The author embarks in the analysis of United States foreign policy vis-à-vis the petroleum industry by instituting the relationship of imported petroleum and United States national security. He moves on to the establishment and importance of Centcom (a United States military command center responsible for Persian Gulf military operations), United States economic vulnerability of international turmoil from within the oil exporting nations, and the subservient role the United States has occupied in its relationships with various oil producing nations. He dedicates a chapter to the United States alliance with Saudi Arabia providing significant information on the strategic power this alliance bestows both nations, as well as the United States Doctrines from mid 20th century to present time supporting this petro-military relationship and its influence and strengthening of Osama Bin Laden and Al Qaeda ideologies and terrorist activities. Klare goes on to demonstrate the Bush administration’s choice to perpetuate the dependency of petroleum, and the lack of response from the government vis-à-vis diversification of energy sources. Though the United States government underscores the diversification of oil imports from other petroleum exporting nations, Klare rightfully calls attention to the domestic instability most, if not all, of the petroleum exporting countries experience.

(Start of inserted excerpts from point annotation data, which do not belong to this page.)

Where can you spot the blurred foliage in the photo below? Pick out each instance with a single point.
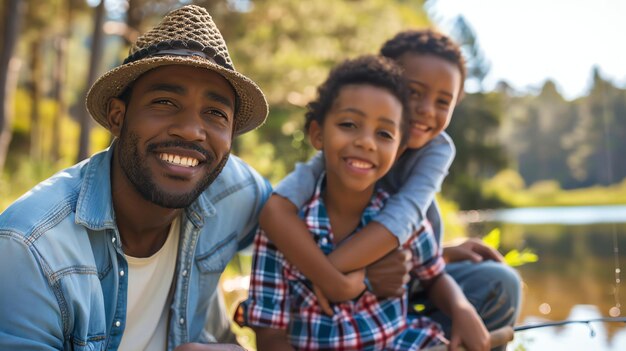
(514, 257)
(506, 141)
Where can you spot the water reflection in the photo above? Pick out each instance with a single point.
(574, 279)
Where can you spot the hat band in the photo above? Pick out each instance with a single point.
(179, 48)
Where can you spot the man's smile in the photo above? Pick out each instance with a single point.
(179, 160)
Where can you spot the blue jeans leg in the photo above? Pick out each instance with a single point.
(493, 288)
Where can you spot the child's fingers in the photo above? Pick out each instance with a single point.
(323, 301)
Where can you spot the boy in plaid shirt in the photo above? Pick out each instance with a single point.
(359, 121)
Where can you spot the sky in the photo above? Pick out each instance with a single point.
(529, 41)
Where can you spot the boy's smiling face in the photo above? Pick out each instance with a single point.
(360, 136)
(174, 133)
(435, 86)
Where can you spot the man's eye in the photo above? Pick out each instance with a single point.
(164, 102)
(218, 113)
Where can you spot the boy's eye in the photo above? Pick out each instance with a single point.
(164, 102)
(415, 93)
(347, 125)
(386, 134)
(443, 103)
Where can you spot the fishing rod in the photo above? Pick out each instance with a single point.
(569, 321)
(503, 335)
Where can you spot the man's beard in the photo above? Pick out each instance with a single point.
(135, 168)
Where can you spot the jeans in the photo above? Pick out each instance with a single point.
(493, 288)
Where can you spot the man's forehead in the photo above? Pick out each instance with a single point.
(176, 79)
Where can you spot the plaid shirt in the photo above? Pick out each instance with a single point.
(281, 297)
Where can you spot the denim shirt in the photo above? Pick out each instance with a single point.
(64, 270)
(414, 180)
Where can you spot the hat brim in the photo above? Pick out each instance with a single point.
(252, 109)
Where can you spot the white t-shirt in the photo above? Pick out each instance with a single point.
(149, 283)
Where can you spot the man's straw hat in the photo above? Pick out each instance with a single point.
(187, 36)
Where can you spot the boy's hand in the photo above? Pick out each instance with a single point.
(389, 275)
(355, 280)
(468, 330)
(472, 249)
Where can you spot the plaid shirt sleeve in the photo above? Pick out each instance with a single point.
(427, 258)
(268, 300)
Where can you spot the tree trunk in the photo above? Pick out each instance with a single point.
(9, 67)
(59, 81)
(35, 100)
(94, 63)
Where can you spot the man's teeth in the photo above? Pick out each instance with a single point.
(360, 164)
(178, 160)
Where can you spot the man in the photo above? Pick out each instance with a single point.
(125, 249)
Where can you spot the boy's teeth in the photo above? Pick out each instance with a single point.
(178, 160)
(420, 126)
(359, 164)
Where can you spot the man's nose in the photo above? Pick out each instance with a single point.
(188, 126)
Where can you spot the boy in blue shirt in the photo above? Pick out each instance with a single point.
(357, 122)
(434, 67)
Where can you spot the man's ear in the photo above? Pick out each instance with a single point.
(115, 116)
(316, 135)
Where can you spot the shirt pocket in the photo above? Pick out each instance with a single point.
(217, 257)
(94, 344)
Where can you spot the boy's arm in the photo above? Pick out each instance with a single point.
(403, 212)
(272, 340)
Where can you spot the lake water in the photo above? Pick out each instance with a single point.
(575, 277)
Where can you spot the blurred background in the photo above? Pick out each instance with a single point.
(540, 135)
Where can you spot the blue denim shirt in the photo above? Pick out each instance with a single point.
(414, 180)
(64, 271)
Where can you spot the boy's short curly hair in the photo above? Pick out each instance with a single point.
(371, 70)
(426, 42)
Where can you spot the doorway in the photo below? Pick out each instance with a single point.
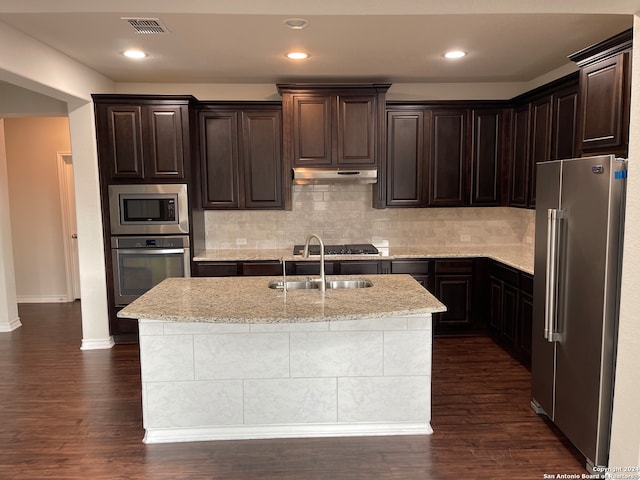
(69, 226)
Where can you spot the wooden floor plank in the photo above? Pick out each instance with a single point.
(72, 414)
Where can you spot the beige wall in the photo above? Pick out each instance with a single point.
(625, 443)
(343, 214)
(36, 219)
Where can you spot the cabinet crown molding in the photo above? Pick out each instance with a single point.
(607, 48)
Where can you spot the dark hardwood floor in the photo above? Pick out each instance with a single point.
(72, 414)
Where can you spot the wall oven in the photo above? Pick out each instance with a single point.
(149, 209)
(140, 263)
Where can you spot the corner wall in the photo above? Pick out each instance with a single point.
(625, 432)
(36, 217)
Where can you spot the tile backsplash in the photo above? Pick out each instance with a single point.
(343, 214)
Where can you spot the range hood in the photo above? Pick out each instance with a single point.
(323, 176)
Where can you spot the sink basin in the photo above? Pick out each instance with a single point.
(314, 284)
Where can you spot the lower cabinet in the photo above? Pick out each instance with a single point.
(451, 280)
(232, 269)
(511, 310)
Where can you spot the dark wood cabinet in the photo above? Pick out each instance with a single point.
(444, 157)
(511, 310)
(332, 125)
(143, 138)
(603, 110)
(214, 269)
(407, 157)
(565, 123)
(544, 127)
(453, 286)
(448, 172)
(541, 117)
(486, 157)
(241, 158)
(604, 98)
(519, 186)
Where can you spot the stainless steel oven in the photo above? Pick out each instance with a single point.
(140, 263)
(149, 209)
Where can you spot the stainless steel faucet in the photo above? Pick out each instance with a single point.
(305, 254)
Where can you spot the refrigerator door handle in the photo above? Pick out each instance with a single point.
(554, 218)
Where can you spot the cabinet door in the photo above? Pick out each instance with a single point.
(495, 312)
(312, 135)
(355, 130)
(509, 313)
(603, 105)
(164, 142)
(486, 157)
(540, 141)
(262, 159)
(406, 158)
(123, 143)
(519, 188)
(448, 162)
(219, 159)
(565, 124)
(525, 327)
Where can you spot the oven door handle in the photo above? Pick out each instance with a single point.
(149, 251)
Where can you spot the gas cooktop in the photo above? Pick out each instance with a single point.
(348, 249)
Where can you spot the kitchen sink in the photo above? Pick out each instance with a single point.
(314, 284)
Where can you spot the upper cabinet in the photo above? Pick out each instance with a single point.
(332, 125)
(605, 90)
(407, 150)
(449, 184)
(489, 126)
(240, 156)
(143, 138)
(544, 128)
(444, 156)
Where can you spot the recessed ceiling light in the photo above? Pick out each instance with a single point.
(297, 55)
(296, 23)
(455, 54)
(137, 54)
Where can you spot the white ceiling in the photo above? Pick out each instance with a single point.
(400, 41)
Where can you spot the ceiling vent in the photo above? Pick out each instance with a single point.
(147, 26)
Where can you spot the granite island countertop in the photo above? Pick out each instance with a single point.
(516, 256)
(250, 300)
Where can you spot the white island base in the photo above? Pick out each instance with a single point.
(229, 381)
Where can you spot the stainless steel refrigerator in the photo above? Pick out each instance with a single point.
(578, 253)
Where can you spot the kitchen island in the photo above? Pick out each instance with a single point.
(231, 358)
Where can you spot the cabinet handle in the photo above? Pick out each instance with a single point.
(554, 219)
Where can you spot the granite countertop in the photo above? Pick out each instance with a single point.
(517, 256)
(250, 300)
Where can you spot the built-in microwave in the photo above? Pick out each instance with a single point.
(159, 209)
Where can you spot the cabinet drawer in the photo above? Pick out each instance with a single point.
(410, 266)
(222, 269)
(261, 268)
(454, 266)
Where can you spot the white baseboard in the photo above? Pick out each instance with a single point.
(97, 344)
(62, 298)
(247, 432)
(11, 326)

Any political or military unrest in these nations affect the United States economy, thus making them probable targets of United States military intervention.

The United States government is not mitigating the effects of oil dependency with the urgency needed, thus Klare foresees that choice as negatively affecting future generations. Klare also addresses the possibility of great power geopolitical struggle for the control over territory, natural resources and other military and economic advantages, as may be the case of Russia and China competing against the United States for petroleum resources.

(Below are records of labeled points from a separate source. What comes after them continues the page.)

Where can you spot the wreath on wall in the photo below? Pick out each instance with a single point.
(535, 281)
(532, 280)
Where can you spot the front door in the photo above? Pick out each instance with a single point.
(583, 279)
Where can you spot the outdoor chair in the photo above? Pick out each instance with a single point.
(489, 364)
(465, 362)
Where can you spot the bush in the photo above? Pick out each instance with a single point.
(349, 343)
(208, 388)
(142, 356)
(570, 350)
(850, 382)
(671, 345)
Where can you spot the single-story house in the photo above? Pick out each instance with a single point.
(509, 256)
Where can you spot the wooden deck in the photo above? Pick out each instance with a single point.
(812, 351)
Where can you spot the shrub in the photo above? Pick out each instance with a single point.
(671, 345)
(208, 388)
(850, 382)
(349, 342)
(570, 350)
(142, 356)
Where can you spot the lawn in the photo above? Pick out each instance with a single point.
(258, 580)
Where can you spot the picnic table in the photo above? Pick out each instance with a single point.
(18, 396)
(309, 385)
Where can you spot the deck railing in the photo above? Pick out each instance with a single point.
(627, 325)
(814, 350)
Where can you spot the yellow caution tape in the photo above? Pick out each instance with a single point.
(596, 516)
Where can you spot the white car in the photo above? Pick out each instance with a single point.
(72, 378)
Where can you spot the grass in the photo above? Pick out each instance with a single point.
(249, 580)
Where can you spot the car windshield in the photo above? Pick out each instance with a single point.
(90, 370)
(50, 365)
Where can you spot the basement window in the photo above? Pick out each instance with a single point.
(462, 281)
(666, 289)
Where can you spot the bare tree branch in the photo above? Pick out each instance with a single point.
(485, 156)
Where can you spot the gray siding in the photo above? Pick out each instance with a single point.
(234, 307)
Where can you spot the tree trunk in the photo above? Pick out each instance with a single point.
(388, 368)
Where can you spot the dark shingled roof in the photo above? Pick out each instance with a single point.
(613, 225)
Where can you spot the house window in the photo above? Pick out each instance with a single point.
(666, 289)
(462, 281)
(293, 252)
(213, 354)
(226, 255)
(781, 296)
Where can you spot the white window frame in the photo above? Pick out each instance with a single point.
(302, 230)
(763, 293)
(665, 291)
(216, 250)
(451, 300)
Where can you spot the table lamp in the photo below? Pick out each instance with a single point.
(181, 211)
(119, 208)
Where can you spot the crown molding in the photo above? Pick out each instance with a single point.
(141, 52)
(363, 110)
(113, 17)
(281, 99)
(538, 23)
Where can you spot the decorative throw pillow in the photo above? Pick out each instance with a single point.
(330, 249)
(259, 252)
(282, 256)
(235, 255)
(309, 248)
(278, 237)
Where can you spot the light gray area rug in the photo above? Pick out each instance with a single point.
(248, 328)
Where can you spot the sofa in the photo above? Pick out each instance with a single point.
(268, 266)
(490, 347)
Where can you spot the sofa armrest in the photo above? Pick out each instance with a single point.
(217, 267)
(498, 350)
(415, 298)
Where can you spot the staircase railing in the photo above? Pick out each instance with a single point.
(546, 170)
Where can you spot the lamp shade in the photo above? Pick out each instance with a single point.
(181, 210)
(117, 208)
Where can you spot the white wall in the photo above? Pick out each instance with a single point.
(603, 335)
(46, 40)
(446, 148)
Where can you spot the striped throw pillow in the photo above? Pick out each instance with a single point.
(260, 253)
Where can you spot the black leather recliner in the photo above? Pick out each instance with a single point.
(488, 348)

Blood and Oil is a great book as an introductory piece to the energy and military troubles of United States foreign policy vis-à-vis the petroleum industry. It is a great source of information for individuals whose area of study is the energy sector, as well as individuals concentrating in the petroleum sector. The book is easy to read and the organization of information is appropriate for the book’s flow. One may find the last two chapters to be particularly thought provoking, thus craving more details than the book provides. Overall, the book is well written and is easy to follow by either experts or novices to the topic.